See also this response: Bagenstos Responds to Oremus Slate Piece on Voting Rights Act
When Georgia’s Republican leaders redrew the state’s election-district maps last year, Democrats and minorities instantly cried foul. In an increasingly diverse state where 47 percent of voters chose Obama in 2008, the new maps looked likely to hand the GOP 10 of the state’s 14 seats in Congress. Perhaps even more significantly, they were drawn so as to give Republicans a shot at a two-thirds majority in both chambers of the state legislature, allowing them to pass constitutional amendments unilaterally. They achieved this in part by “packing” the state’s black voters (who overwhelmingly vote Democratic) into a handful of districts in order to make others more solidly white (and Republican).
Fortunately for the state’s Democrats, federal law seemed to offer a time-tested remedy. Section 5 of the Voting Rights Act, a landmark civil rights bill passed in 1965 to crack down on poll taxes and other discriminatory practices, requires Georgia and a number of other Southern states to get federal approval for any changes to their voting laws. Any that harmed minorities’ chances of fair representation were to be thrown out. And that’s exactly what Georgia Democrats expected Obama’s Department of Justice to do with Republicans’ new maps. Just two years earlier, it had invoked Section 5 to block two Georgia voter-verification laws.
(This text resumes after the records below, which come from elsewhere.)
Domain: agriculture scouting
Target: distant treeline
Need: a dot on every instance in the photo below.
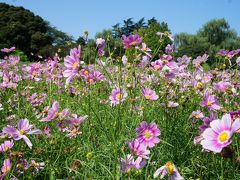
(34, 36)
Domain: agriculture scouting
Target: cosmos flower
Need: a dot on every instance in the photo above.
(72, 131)
(138, 149)
(6, 146)
(156, 65)
(54, 113)
(72, 63)
(132, 40)
(6, 167)
(168, 169)
(197, 114)
(149, 94)
(219, 134)
(77, 120)
(169, 49)
(128, 163)
(24, 128)
(148, 134)
(221, 86)
(210, 101)
(145, 49)
(8, 50)
(100, 42)
(117, 96)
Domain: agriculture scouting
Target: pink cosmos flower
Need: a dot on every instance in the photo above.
(148, 134)
(72, 63)
(6, 146)
(5, 168)
(168, 169)
(238, 61)
(8, 50)
(117, 96)
(77, 120)
(24, 128)
(145, 49)
(100, 42)
(219, 134)
(172, 104)
(47, 131)
(132, 40)
(138, 149)
(54, 113)
(128, 163)
(221, 86)
(197, 114)
(36, 165)
(72, 131)
(149, 94)
(169, 49)
(124, 60)
(156, 65)
(210, 101)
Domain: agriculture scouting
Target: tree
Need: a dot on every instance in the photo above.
(217, 31)
(30, 33)
(151, 38)
(21, 28)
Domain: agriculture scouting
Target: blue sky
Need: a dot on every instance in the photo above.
(76, 16)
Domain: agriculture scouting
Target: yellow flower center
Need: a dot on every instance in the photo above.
(199, 85)
(156, 67)
(223, 136)
(118, 96)
(170, 167)
(147, 96)
(147, 134)
(7, 169)
(197, 116)
(209, 103)
(75, 65)
(58, 114)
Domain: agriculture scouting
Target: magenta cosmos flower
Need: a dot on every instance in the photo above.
(6, 146)
(148, 134)
(24, 128)
(72, 64)
(117, 96)
(128, 163)
(210, 101)
(149, 94)
(219, 134)
(132, 40)
(100, 42)
(168, 169)
(221, 86)
(138, 149)
(54, 112)
(156, 65)
(8, 50)
(5, 168)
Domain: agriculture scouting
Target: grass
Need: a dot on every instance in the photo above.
(96, 153)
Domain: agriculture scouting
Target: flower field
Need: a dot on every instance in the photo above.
(132, 117)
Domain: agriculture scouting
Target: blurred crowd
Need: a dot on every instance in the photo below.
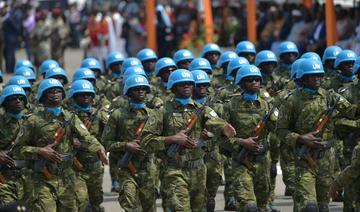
(46, 28)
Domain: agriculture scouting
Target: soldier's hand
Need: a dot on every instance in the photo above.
(50, 154)
(183, 140)
(250, 143)
(333, 192)
(310, 140)
(103, 157)
(6, 159)
(229, 131)
(134, 147)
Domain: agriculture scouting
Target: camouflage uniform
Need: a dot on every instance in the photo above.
(13, 189)
(299, 114)
(183, 177)
(137, 191)
(57, 193)
(90, 174)
(250, 186)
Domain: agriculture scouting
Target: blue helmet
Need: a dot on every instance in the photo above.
(83, 73)
(236, 64)
(344, 56)
(47, 84)
(308, 67)
(164, 63)
(146, 54)
(245, 47)
(311, 55)
(56, 72)
(135, 81)
(295, 68)
(288, 47)
(182, 54)
(11, 90)
(201, 77)
(134, 71)
(265, 56)
(180, 75)
(24, 63)
(200, 64)
(356, 66)
(330, 53)
(81, 86)
(225, 58)
(247, 71)
(48, 64)
(20, 81)
(114, 57)
(210, 47)
(25, 72)
(91, 63)
(130, 62)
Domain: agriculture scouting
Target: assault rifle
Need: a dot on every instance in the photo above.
(243, 156)
(126, 159)
(305, 151)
Liberals gleefully predicted the Republican gerrymanders would likewise be “DOA at the DOJ.”
The Republicans held a trump card, however: the threat of a lawsuit challenging the Voting Rights Act itself. If the Justice Department didn’t clear their maps, they warned, they’d pursue their case and seek to have the VRA’s Section 5 struck down by the Supreme Court. Five years ago, that threat might have rung hollow. Yet the DoJ quickly approved the maps. The state’s Democratic and black leaders were stung by what they saw as a capitulation. “The DoJ’s decision was disappointing, because Republicans took it as an approval of their resegregation strategy,” says Stacey Abrams, leader of the Democratic minority in the Georgia House. So why did the DoJ acquiesce?
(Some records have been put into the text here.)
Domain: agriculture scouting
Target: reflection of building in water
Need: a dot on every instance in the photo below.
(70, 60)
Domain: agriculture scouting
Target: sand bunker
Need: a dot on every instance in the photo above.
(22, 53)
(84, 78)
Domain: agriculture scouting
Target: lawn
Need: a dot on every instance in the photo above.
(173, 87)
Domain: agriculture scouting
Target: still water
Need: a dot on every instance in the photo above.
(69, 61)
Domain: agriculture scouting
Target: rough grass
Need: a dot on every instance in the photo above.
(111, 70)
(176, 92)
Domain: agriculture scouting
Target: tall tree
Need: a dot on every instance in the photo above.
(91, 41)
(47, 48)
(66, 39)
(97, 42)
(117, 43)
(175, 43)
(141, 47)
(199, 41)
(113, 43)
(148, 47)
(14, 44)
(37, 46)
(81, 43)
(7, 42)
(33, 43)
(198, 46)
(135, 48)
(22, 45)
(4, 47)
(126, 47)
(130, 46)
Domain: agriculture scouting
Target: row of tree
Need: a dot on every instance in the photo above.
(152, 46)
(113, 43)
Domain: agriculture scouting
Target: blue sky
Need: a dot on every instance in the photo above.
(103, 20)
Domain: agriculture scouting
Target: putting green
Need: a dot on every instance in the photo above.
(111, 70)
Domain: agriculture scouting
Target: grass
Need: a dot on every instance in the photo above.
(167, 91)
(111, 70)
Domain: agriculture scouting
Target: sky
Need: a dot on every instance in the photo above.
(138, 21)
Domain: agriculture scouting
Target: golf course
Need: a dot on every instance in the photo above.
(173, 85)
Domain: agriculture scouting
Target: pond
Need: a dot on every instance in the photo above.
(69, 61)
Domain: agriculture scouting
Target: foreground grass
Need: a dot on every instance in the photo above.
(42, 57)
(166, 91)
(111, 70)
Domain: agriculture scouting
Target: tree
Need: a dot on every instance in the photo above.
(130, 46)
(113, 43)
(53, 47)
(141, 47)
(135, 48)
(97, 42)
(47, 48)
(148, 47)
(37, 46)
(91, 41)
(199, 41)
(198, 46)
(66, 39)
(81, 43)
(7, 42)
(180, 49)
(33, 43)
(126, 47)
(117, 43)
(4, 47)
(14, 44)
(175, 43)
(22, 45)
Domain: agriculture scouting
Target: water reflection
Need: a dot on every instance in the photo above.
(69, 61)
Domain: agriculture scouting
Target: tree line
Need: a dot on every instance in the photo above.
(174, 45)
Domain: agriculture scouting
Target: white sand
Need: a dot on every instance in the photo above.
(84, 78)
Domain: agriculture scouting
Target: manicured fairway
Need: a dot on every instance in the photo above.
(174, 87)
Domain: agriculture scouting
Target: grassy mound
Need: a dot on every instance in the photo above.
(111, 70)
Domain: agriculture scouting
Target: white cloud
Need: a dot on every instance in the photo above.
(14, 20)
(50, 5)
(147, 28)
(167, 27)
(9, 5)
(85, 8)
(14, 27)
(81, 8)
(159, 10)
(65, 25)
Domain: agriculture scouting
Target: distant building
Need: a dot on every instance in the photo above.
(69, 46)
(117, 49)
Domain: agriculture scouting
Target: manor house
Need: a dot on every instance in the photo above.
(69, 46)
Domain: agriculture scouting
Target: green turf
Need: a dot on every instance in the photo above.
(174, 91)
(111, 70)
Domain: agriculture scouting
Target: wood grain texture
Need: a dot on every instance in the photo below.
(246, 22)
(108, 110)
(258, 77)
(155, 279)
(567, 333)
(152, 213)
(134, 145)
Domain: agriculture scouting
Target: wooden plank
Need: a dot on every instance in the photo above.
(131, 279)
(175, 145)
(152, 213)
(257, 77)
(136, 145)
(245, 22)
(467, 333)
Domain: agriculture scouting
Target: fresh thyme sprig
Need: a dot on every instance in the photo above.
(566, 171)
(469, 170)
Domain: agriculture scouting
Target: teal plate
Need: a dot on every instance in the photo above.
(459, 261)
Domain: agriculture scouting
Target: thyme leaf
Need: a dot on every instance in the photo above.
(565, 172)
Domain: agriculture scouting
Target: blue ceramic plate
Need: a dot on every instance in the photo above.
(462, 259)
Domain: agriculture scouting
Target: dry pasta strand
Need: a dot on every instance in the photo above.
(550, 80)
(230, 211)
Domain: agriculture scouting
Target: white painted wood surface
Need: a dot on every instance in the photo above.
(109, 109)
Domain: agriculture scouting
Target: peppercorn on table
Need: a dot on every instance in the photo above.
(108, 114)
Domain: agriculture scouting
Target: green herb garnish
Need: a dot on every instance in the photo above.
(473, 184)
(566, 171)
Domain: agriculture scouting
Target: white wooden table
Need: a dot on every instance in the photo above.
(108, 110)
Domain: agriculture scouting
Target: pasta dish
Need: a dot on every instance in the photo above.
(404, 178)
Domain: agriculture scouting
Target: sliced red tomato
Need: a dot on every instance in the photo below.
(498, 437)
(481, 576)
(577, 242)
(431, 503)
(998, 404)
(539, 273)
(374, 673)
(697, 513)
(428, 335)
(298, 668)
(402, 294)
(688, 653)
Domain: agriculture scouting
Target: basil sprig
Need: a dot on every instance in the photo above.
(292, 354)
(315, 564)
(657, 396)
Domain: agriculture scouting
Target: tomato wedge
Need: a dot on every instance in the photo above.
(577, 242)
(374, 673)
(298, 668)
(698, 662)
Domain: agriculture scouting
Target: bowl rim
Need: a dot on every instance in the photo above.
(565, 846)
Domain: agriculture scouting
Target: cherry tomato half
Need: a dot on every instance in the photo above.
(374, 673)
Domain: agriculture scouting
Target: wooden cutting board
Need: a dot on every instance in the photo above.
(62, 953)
It’s possible, of course, that it thought the maps were just fine. While many believe packing contradicts the spirit of Section 5, it’s not prohibited per se. If anything, it provides near-certainty that at least some minorities will be elected to Congress and the statehouse. In Georgia, it’s white Democrats who are likely to be squeezed out as previously diverse districts become whiter and more conservative. The upshot is that black legislators may end up as a powerless Democratic minority in the Statehouse. So is that racial discrimination, or just gerrymandering as usual?